Questa obiezione sarà riproposta più volte in chiave moderna, allorché
l’utilitarismo verrà definito come una forma di “consequenzialismo”. Stuart Mill
ritiene invece che per valutare in modo imparziale un’azione sia necessario non
farsi influenzare dalle opinioni concernenti la persona che compie l’atto:
anche un uomo cattivo può compiere una buona azione. Tuttavia, nel lungo
termine, sono proprio le azioni buone la migliore prova di un buon carattere.
L’utilitarismo non riconosce il
ruolo di Dio nel determinare le azioni umane.
Stuart Mill è molto attento nel respingere quest’ obiezione; egli
ovviamente non nega l’esistenza di Dio, ma vuole proseguire l’opera di Bentham
e dunque emancipare l’etica da sovrastrutture di carattere religioso o
metafisico. Solo in questo modo essa può diventare autonoma e indicare all’uomo
regole di condotta le quali trovano in se stesse la propria giustificazione.
Bentham stigmatizzava peraltro l’idea di attribuire un’origine divina alle
regole morali, poiché ciò le avrebbe rese non criticabili ed immutabili.
Tuttavia, se i dettami della religione appaiono contraddire l’utilitarismo, è
la religione a mostrarsi sbagliata, dato che sono le verità rivelate che devono
passare al vaglio della moralità. Scrive Bentham: “I dettami della religione
coinciderebbero in tutti i casi con quelli dell’utilità, se l’Essere che è
oggetto della religione fosse ritenuto benevolo quanto è ritenuto saggio e
potente, e se le nozioni che si hanno sulla sua benevolenza, allo stesso tempo,
fossero altrettanto corrette quanto quelle che si hanno sulla sua saggezza e il
suo potere. Sfortunatamente, però, questo non avviene”.

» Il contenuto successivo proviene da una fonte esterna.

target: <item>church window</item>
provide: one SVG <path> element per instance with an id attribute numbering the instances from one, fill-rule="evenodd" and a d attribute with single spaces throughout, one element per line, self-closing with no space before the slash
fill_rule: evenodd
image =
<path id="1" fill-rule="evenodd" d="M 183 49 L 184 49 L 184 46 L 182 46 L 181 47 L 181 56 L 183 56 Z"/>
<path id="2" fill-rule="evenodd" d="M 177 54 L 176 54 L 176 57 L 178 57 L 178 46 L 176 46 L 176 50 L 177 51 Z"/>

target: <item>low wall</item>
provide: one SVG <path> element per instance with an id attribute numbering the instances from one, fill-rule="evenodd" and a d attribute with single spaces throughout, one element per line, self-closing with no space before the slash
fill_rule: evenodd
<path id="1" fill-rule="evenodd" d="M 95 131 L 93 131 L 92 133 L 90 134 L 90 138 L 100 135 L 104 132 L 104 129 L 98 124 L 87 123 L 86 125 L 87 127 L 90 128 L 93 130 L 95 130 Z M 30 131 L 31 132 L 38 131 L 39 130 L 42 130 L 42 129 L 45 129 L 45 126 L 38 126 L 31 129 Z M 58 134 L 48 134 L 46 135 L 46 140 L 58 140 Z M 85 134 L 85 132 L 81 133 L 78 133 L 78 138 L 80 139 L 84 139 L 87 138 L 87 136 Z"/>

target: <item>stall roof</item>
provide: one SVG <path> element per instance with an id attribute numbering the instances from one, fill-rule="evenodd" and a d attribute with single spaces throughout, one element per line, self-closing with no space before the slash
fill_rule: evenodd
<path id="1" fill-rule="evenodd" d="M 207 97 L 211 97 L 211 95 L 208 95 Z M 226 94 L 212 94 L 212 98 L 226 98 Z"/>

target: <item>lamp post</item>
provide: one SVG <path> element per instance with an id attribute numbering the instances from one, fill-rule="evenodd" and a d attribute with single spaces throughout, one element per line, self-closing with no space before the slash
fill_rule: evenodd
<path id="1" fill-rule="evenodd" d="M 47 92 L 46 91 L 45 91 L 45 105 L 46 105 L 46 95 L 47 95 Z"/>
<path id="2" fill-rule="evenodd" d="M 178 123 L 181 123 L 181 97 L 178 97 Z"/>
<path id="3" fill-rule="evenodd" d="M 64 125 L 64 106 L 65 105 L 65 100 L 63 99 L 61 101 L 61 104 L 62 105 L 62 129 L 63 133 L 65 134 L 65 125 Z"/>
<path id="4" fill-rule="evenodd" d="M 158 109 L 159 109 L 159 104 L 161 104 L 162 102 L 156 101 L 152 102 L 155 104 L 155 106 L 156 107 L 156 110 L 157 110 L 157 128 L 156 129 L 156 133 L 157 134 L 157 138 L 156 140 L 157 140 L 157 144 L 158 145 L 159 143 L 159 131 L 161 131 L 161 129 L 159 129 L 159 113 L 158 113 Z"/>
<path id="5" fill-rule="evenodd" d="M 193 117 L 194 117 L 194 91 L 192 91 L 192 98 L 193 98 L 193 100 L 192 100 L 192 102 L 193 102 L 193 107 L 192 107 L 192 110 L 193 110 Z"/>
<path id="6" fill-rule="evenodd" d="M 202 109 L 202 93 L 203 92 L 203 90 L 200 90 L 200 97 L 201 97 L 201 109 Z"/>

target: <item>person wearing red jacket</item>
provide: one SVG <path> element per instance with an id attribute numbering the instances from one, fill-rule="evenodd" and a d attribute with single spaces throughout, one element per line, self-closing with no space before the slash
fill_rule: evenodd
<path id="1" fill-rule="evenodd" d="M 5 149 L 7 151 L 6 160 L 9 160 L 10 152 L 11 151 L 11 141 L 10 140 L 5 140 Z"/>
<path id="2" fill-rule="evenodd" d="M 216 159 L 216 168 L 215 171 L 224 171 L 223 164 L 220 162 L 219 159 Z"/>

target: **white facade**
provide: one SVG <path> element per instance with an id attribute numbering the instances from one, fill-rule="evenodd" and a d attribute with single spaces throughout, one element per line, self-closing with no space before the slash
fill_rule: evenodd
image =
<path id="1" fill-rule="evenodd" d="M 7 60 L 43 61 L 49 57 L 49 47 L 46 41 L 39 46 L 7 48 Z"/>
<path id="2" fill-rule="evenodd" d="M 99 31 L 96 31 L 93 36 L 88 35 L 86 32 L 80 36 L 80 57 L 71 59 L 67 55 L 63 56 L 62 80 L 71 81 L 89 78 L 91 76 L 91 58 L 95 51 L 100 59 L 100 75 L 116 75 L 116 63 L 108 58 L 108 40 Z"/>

Stuart Mill riconosce il grande valore ideale della figura di Gesù
Cristo (cfr il saggio La libertà:
“penso sia un grave errore cercar di trovare per forza nella dottrina cristiana
quella completa regola di vita che il suo autore intendeva sì sancire e far
valere, ma solo in parte darci in modo esplicito” U, p. 133) e ritiene che molti dettami della
religione si adattino alla perfezione all’utilitarismo, la quale per questi
motivi è la dottrina più religiosa perché, come Dio, vuole assegnare la
felicità agli individui. Egli raccomanda, di fronte alla religione, un
atteggiamento di partecipato e sano scetticismo: le sacre scritture possono
fornire certamente modelli di eccellenza morale che, attraverso
l’immaginazione, noi possiamo fare nostri, ma alla fine “La credenza nel
soprannaturale non può più essere considerata una condizione necessaria per
conoscere ciò che è giusto e sbagliato nella moralità sociale per fare il bene
o astenersi dal male” (cfr. Tre saggi
sulla religione).
Non è possibile, prima di agire,
calcolare con esattezza quanta felicità possa scaturire dai propri atti.
Stuart Mill sostiene infine che questa obiezione non tiene conto del
fatto che nessuno di noi agisce senza essere a conoscenza delle esperienze
accumulate in precedenza, sia da lui stesso, sia da tutti gli individui che lo
hanno preceduto; pertanto, nessuno agisce in condizioni di totale solitudine,
poiché per esempio si può fare affidamento al principio di utilità, il quale
non va ogni volta ridefinito e dimostrato.